Renaissance painting on biblical themes, full of exoticisms and great naturalism, inspired Mughal patrons, Akbar (r. 1556-1605), Jahangir (r. 1605-1627), Shah Jahan (r. 1628-1657) and their court painters active at Fatehpur Sikri, Agra, Lahore and Delhi. Akbar’s drives in search of truth in religion drew Christianity and its images close to the people of India. It proved to be a friendly meet between the East and the West and from there emerged a distinct Mughal entity in the art of India.
The rulers and the artists of the Deccan Sultanates also showed interest in biblical pictures. The artists active at Bijapur and Golconda adapted conventions of Ranaissance art and interpreted European subject in Indian atmosphere.
A sequence of the biblical themes in Indian art till the rise of Bengal school is suggested to from another volume.
The present study analyzes the nature and nurture of biblical art in India and its far-reaching impact on the art of India – an aspect of study too frequently ignored by the Indian art historians.
Dr.
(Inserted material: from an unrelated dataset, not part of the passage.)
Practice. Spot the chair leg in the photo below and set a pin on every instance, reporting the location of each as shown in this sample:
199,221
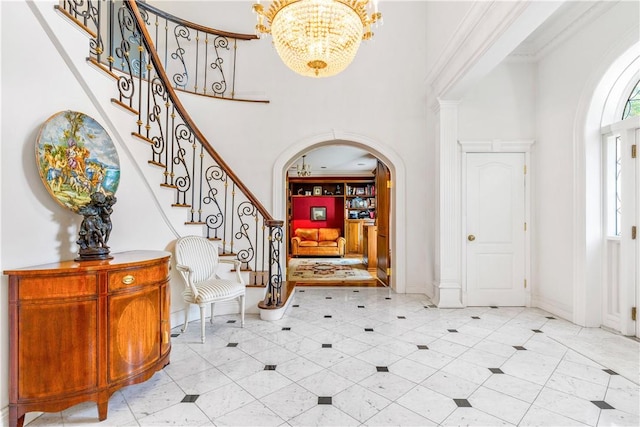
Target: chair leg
202,308
186,318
Verma meticulously scrutinizes the element of Renaissance humanism in Indian art and carefully interprets Christian signs and symbols and their relevance in support of an imperial ideology of the rulers.
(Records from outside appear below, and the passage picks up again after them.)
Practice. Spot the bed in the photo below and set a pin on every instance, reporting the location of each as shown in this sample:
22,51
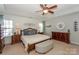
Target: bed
30,37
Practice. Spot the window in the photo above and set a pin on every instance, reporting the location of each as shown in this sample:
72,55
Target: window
41,27
8,26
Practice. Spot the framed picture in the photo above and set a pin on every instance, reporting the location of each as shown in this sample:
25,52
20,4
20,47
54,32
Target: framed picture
60,25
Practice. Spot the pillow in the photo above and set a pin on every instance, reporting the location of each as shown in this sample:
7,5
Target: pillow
30,32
The present volume will interest serious scholars and students of history and culture of medieval India, the art historians, connoisseurs of art and those interested in the development of art in South Asia.
The volume in hand, generously illustrated with 147 images in colour and black-and-white, unveils nearly all facets of the life of Jesus Christ and the works of the great masters of sixteenth and seventeenth centuries India.